On Wednesday, the Arizona Senate passed Senate Bill 1122, which prohibits local governments from requiring background checks for private party transfers. The bill is considered to be a legislative repercussion against the city of Tucson. In the past, Tucson has destroyed every gun it seized, something gun-rights activists says could violate state law.
Because of Tucson’s position on guns, Arizona Attorney General Mark Brnovich sued Tucson under a state law that allows the state to pull funding from local governments whose policies contradict those of the states. In other words, Tucson has one option: repeal the ordinance or face significant funding shortages. Losing state funding would cost the city of Tucson $170 million.
The Tucson city council refused to repeal the ordinance. While the issue plays out in court, the council has decided to pause the gun destruction program.
According to Brnovich, gun control is a state-level issue, not a local issue.
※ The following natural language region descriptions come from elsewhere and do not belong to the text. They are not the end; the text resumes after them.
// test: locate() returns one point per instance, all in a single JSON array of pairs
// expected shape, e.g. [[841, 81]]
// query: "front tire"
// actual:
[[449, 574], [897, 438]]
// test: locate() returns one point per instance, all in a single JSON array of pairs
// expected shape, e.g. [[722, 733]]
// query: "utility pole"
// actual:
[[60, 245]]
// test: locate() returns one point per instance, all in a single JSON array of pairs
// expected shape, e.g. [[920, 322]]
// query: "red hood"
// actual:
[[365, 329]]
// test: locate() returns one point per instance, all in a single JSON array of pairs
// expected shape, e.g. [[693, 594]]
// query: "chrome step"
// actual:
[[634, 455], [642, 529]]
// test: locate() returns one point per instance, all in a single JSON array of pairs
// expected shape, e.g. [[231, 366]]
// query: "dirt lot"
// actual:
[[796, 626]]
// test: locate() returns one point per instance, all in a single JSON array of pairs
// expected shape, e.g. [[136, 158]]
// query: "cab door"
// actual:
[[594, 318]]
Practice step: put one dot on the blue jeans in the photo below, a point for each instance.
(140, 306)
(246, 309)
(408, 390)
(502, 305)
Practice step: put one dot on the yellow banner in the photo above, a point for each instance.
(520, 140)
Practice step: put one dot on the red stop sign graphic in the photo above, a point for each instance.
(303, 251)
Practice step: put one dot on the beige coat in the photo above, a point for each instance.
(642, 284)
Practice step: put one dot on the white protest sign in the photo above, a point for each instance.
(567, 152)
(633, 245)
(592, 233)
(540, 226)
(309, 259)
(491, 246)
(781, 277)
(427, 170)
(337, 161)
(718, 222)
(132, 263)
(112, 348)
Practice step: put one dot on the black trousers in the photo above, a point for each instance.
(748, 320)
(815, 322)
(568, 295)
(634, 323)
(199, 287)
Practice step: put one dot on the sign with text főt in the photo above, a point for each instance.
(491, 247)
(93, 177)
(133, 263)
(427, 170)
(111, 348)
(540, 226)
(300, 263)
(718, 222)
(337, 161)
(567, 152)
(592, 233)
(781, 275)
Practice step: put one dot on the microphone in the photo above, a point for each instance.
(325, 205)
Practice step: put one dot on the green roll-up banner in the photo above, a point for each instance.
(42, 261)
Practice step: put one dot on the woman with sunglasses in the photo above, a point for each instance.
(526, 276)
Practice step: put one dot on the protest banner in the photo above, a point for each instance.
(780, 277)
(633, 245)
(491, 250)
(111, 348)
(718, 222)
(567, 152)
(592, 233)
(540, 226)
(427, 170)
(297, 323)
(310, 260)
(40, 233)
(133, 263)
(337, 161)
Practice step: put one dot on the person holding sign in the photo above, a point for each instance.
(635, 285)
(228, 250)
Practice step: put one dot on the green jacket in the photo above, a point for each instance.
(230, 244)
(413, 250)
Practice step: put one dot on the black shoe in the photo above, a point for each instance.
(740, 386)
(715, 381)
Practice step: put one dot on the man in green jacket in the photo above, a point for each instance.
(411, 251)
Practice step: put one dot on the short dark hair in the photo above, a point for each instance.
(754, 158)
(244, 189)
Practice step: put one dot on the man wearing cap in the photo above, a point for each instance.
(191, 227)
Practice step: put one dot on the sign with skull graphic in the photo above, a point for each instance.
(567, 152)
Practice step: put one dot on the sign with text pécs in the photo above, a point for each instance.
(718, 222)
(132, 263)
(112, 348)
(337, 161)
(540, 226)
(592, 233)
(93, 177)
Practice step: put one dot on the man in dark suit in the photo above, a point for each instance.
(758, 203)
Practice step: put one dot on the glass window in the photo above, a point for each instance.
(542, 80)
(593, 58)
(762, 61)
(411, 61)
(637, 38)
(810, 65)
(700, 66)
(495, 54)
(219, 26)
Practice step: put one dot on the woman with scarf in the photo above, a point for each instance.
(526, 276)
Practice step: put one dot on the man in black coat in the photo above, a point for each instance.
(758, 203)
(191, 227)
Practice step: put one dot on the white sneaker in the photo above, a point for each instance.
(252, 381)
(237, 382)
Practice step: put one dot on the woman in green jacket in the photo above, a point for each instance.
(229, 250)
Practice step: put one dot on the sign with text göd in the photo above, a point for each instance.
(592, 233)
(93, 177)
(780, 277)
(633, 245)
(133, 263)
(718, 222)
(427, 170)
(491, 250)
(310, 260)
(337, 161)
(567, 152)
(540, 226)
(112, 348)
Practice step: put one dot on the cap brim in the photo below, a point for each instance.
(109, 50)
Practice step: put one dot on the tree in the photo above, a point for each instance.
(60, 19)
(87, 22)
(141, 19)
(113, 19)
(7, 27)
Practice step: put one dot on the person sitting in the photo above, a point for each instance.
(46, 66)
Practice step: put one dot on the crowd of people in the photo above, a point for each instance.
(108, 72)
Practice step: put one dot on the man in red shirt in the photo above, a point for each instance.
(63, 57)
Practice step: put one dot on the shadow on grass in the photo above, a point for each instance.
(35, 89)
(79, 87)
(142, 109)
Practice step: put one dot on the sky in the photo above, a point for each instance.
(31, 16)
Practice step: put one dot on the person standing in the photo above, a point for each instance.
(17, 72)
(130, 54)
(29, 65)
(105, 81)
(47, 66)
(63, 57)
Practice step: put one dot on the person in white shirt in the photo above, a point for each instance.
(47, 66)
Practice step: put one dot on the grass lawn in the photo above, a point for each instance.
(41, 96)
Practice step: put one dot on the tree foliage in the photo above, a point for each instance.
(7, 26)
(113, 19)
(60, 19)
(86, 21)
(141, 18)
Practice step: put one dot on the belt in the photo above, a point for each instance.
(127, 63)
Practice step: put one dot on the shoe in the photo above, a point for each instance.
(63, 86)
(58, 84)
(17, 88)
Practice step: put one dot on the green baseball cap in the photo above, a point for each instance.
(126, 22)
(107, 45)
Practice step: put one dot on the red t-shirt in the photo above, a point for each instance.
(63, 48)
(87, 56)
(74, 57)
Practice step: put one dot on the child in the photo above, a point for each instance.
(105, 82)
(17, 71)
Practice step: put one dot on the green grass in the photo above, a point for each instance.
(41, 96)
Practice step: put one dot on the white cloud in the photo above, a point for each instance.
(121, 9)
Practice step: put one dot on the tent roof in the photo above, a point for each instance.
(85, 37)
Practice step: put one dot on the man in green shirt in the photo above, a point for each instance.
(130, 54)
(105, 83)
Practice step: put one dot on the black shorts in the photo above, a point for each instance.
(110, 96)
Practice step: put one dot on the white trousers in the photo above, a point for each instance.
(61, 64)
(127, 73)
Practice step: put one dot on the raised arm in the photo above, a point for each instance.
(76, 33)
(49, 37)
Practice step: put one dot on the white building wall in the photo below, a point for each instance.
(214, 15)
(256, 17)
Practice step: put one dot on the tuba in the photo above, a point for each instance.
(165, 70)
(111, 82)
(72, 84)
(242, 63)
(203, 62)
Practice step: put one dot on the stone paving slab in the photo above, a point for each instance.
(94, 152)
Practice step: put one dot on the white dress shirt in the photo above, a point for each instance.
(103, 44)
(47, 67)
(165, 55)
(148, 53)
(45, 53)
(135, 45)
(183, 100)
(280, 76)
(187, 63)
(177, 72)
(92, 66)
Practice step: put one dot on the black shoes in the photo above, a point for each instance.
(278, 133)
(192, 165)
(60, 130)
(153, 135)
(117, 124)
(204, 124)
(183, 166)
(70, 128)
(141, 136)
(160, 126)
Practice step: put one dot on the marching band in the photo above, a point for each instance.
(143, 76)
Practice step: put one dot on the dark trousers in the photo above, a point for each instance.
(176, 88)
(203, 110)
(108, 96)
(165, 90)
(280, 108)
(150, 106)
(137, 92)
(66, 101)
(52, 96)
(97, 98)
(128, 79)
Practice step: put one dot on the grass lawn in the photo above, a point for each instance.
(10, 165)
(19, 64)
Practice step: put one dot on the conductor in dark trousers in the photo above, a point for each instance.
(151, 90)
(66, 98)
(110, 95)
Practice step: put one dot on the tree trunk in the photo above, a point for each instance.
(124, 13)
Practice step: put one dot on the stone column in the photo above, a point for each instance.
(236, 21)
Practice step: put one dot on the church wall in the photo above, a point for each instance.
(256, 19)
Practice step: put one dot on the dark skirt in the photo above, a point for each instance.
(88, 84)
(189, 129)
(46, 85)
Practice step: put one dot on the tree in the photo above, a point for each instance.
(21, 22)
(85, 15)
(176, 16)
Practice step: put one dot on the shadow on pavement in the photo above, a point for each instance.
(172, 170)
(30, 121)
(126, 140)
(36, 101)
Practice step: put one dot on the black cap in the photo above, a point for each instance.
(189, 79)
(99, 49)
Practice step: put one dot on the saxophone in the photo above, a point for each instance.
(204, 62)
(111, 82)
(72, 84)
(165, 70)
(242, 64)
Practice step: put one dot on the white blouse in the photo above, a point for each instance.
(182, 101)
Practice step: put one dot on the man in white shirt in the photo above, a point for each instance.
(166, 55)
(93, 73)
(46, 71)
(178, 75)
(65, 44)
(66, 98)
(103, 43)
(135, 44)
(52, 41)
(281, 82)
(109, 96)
SB 1122 is being considered the legislative remedy to the “Tucson problem.”
“This is over-wrought,” he said Tuesday during session. “This does not allow local cities or counties to do any type of a background check for any exchange of property including cars. This is being decided before the state Supreme Court right now so let’s not rush it. We should not be deicing for a city what’s best for the public safety of its citizens.”
The case Farley referenced pits Tucson against the state over its destruction of seized or surrendered firearms. The policy preempts state law which requires such firearms be sold, though a court decision in favor of Tucson would quash SB 1122, Farley said.
“The city of Tucson is arguing that gun regulations are a matter of local control,” he said. “I think we should wait to see what the court decides before we make any more laws that could be invalidated.”